Auto-rebalance: What does it mean?

While the Employee Retirement Income Security Act of 1974 (ERISA) sets minimum standards for employer-sponsored plans, employers have some flexibility to customize the plan to fit its organization. Customizable features include: employee enrollment eligibility, length of vesting period, existence of employer match, and the variety of investment options.

Another popular feature offered is ‘auto rebalance.’ Auto rebalance allows investors to set up a regular reallocation of their investments if, after a certain period of time, the allocation is ‘off.’

For example, on January 1, 2019 you allocate your funds as follows: 50% in large cap, 25% in international, and 25% in bonds. On December 31 of the same year, based on fund performance, your allocation is 58% in large cap, 22% in international, and 20% in bonds.

If enrolled in auto rebalance, your account will automatically make the necessary trades to align your account with the original 50%/25%/25% allocation.
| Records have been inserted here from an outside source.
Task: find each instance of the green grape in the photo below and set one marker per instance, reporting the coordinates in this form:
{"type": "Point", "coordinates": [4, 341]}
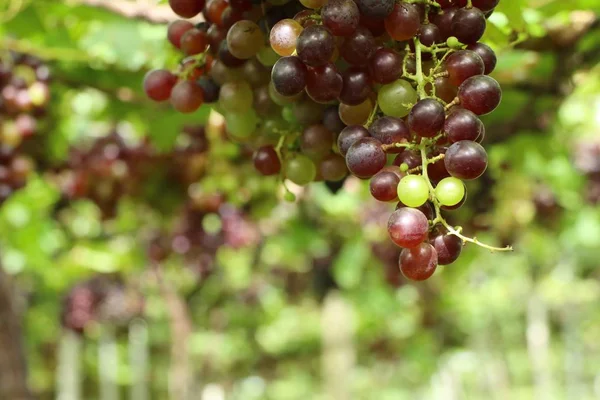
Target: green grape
{"type": "Point", "coordinates": [413, 190]}
{"type": "Point", "coordinates": [241, 125]}
{"type": "Point", "coordinates": [450, 191]}
{"type": "Point", "coordinates": [300, 169]}
{"type": "Point", "coordinates": [235, 97]}
{"type": "Point", "coordinates": [267, 56]}
{"type": "Point", "coordinates": [395, 99]}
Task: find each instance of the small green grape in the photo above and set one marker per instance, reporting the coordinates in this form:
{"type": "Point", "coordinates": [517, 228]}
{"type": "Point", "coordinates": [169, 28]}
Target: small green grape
{"type": "Point", "coordinates": [413, 190]}
{"type": "Point", "coordinates": [450, 191]}
{"type": "Point", "coordinates": [394, 98]}
{"type": "Point", "coordinates": [300, 170]}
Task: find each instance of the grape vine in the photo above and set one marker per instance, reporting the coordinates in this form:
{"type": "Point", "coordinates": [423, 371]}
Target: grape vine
{"type": "Point", "coordinates": [389, 91]}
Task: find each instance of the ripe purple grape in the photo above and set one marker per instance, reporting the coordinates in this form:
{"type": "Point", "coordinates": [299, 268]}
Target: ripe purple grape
{"type": "Point", "coordinates": [408, 227]}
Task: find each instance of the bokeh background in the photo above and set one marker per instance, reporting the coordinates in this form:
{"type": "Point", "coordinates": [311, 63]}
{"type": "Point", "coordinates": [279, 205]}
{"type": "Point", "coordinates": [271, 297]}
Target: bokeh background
{"type": "Point", "coordinates": [145, 259]}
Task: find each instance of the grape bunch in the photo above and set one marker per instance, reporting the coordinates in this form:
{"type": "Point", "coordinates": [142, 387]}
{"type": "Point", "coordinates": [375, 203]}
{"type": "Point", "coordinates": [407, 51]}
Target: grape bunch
{"type": "Point", "coordinates": [24, 95]}
{"type": "Point", "coordinates": [389, 91]}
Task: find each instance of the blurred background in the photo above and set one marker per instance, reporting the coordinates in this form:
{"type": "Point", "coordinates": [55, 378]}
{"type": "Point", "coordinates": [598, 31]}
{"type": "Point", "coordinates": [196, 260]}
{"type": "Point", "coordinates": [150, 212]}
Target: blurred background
{"type": "Point", "coordinates": [143, 258]}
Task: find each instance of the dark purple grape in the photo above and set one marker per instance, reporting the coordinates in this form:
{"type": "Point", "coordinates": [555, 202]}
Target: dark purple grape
{"type": "Point", "coordinates": [385, 66]}
{"type": "Point", "coordinates": [444, 22]}
{"type": "Point", "coordinates": [323, 83]}
{"type": "Point", "coordinates": [332, 121]}
{"type": "Point", "coordinates": [448, 248]}
{"type": "Point", "coordinates": [356, 86]}
{"type": "Point", "coordinates": [466, 160]}
{"type": "Point", "coordinates": [480, 94]}
{"type": "Point", "coordinates": [462, 124]}
{"type": "Point", "coordinates": [427, 117]}
{"type": "Point", "coordinates": [468, 25]}
{"type": "Point", "coordinates": [289, 76]}
{"type": "Point", "coordinates": [266, 161]}
{"type": "Point", "coordinates": [390, 130]}
{"type": "Point", "coordinates": [375, 8]}
{"type": "Point", "coordinates": [315, 45]}
{"type": "Point", "coordinates": [487, 55]}
{"type": "Point", "coordinates": [419, 263]}
{"type": "Point", "coordinates": [408, 227]}
{"type": "Point", "coordinates": [365, 158]}
{"type": "Point", "coordinates": [341, 17]}
{"type": "Point", "coordinates": [384, 185]}
{"type": "Point", "coordinates": [349, 135]}
{"type": "Point", "coordinates": [411, 158]}
{"type": "Point", "coordinates": [358, 48]}
{"type": "Point", "coordinates": [462, 65]}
The auto rebalance frequency depends on your plan options but is usually offered quarterly or annually.

Many plans have default investment options, usually a ‘target date fund’ based on age. In such case, auto rebalance doesn’t apply because 100% of your investment is in only one fund.
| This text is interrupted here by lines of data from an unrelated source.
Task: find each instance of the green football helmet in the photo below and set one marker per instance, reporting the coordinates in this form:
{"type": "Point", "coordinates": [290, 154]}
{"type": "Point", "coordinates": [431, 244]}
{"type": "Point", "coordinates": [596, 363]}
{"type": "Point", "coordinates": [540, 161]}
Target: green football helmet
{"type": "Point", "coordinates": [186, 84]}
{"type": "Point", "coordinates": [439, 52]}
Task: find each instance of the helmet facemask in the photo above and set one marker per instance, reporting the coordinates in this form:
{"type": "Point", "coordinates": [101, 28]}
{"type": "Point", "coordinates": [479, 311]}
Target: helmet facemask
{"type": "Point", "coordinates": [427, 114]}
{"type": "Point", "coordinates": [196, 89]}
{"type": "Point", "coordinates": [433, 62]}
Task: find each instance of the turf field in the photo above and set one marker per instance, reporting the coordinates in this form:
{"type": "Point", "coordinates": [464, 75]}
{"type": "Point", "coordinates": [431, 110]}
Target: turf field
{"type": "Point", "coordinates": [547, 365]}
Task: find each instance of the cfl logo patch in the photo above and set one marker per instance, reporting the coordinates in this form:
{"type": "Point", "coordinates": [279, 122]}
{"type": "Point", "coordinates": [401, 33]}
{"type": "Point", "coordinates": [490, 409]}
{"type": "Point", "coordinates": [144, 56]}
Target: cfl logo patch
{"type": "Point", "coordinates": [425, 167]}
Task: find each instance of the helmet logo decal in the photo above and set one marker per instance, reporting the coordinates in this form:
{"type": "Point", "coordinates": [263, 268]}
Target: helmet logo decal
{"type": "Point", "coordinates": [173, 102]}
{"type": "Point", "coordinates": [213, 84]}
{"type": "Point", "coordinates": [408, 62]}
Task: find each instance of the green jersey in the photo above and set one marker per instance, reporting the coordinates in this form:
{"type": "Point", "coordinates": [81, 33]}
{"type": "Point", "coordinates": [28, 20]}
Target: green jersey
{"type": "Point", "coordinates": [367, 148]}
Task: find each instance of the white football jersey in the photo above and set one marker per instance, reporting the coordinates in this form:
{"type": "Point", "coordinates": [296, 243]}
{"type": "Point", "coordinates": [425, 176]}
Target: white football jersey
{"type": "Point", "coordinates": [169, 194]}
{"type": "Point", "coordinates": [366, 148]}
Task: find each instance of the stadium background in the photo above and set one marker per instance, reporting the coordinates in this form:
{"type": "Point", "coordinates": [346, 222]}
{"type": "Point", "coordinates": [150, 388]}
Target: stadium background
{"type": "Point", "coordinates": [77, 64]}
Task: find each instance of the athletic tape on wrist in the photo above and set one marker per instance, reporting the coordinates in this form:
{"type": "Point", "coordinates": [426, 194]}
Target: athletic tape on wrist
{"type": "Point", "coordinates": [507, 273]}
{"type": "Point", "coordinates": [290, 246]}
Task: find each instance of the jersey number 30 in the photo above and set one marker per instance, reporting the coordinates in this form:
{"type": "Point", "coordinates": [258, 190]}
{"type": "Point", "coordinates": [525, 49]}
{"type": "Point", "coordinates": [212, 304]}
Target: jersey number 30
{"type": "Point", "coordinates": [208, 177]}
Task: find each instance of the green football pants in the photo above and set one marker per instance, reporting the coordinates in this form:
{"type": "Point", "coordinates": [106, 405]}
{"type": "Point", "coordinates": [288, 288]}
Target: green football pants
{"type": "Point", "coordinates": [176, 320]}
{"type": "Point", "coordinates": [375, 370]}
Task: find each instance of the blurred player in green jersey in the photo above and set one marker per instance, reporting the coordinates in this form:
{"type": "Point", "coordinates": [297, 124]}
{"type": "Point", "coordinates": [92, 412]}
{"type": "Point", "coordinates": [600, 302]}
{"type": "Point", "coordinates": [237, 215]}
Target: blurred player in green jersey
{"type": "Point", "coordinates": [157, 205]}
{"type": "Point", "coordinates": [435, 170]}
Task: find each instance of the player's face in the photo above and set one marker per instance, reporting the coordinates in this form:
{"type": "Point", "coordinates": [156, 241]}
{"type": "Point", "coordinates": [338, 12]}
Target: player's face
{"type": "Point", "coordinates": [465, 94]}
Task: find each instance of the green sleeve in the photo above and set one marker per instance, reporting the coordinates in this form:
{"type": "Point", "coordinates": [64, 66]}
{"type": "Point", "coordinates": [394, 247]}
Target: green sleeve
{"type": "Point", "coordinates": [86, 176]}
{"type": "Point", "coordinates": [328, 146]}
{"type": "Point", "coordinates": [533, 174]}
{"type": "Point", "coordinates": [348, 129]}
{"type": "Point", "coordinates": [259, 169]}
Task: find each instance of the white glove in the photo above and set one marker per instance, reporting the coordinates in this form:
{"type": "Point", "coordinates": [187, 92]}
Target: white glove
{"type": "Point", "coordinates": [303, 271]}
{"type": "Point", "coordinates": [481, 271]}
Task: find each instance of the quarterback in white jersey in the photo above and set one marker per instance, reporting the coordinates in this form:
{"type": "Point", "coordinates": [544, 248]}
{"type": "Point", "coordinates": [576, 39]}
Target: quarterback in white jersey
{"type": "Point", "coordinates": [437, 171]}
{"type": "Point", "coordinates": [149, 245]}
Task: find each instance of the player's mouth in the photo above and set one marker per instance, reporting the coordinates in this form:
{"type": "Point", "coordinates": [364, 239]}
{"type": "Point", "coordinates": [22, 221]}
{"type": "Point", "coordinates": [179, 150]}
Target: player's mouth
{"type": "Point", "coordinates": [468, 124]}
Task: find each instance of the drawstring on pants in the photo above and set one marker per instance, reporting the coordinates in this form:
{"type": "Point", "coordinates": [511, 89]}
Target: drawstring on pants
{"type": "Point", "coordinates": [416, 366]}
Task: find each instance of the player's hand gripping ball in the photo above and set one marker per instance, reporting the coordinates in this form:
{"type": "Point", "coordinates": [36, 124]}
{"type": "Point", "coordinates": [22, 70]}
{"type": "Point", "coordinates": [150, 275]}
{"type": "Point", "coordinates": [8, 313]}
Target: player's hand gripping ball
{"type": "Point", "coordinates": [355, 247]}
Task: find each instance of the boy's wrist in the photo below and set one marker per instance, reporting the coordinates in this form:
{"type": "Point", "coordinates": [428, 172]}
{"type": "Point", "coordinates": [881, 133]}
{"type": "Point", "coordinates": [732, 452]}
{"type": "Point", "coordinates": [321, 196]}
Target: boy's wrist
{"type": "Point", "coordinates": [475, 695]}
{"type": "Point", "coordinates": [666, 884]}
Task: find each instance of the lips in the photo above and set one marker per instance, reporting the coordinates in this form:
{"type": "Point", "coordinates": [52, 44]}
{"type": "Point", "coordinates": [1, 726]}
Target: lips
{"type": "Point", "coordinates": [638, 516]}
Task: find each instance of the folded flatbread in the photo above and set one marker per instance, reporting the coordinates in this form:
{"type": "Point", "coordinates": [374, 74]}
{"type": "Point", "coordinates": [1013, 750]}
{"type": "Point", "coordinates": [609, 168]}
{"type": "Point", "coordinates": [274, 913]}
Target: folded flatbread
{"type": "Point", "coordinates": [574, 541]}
Ensure your allocation for future contributions (new money going into your account) matches your current balance allocation. It’s easy to forget to update your future contribution allocation during account set up or when making an allocation change. This is an easy way to derail your intended risk profile.

*Pro tips:

1. ‘Dollar cost averaging’ is an excellent way to decrease the average cost per share paid on investments. By making contributions from each paycheck, you are dollar-cost averaging.

2. If an employer match is offer, be sure that you contribute at least enough to receive the full match. This is free money; take it!
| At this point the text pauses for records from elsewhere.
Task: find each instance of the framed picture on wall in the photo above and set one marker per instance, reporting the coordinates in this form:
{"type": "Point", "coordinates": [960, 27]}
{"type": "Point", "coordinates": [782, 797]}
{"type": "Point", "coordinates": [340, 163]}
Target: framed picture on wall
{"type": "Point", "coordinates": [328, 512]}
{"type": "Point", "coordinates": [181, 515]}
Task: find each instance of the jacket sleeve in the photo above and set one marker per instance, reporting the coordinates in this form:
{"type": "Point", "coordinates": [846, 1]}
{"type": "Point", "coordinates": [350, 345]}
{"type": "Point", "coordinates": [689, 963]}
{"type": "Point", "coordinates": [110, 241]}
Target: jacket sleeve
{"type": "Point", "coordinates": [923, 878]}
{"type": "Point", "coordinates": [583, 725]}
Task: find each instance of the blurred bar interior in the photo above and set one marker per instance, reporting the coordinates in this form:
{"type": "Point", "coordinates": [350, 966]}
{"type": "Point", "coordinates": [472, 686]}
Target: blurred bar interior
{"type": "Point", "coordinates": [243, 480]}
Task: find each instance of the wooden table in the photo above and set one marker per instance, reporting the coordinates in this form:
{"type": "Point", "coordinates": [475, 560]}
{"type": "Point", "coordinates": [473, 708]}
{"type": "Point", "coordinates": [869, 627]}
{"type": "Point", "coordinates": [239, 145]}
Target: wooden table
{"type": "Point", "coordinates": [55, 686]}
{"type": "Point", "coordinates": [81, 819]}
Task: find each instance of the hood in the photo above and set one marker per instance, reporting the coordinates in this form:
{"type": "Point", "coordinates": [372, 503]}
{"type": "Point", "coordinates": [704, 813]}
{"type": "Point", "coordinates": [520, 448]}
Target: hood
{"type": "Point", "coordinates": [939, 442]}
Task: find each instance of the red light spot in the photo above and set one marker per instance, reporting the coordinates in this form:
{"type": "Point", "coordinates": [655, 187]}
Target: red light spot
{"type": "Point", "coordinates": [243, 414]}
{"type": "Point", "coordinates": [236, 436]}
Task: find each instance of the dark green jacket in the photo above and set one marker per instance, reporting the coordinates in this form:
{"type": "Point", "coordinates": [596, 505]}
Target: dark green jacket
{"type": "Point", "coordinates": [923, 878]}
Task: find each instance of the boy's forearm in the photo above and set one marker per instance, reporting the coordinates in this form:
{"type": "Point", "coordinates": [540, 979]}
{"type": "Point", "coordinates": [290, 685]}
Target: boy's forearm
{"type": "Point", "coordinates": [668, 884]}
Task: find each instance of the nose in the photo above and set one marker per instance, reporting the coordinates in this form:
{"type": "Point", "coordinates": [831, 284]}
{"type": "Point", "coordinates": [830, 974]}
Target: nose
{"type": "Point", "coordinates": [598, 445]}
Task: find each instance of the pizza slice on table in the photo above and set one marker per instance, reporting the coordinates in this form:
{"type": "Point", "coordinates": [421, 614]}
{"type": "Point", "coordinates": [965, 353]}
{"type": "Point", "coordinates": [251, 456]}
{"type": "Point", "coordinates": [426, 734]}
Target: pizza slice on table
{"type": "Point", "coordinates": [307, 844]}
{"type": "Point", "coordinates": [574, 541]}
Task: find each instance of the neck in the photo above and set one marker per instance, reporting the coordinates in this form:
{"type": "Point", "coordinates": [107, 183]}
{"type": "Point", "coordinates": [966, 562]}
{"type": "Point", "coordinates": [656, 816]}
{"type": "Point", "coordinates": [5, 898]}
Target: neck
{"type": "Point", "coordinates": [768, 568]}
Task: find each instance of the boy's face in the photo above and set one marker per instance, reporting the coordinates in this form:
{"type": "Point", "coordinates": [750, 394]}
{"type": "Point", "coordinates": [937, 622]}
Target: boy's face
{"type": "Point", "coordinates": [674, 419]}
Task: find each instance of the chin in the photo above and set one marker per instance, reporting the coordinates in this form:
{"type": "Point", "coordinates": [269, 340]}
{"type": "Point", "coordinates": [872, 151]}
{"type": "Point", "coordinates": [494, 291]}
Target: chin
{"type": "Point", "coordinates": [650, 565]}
3. Set a long-term goal of contributing the IRS’s yearly maximum allowable amount. For 2019, the maximum is $19,000 with an additional $6,000 allowed for those age 50+.

Be aware – check your statements for correct allocations, beneficiary designations, primary address, phone number, email, employer match, and your contribution. It’s easy for a simple clerical error to occur so remember, you are responsible for your own financial future.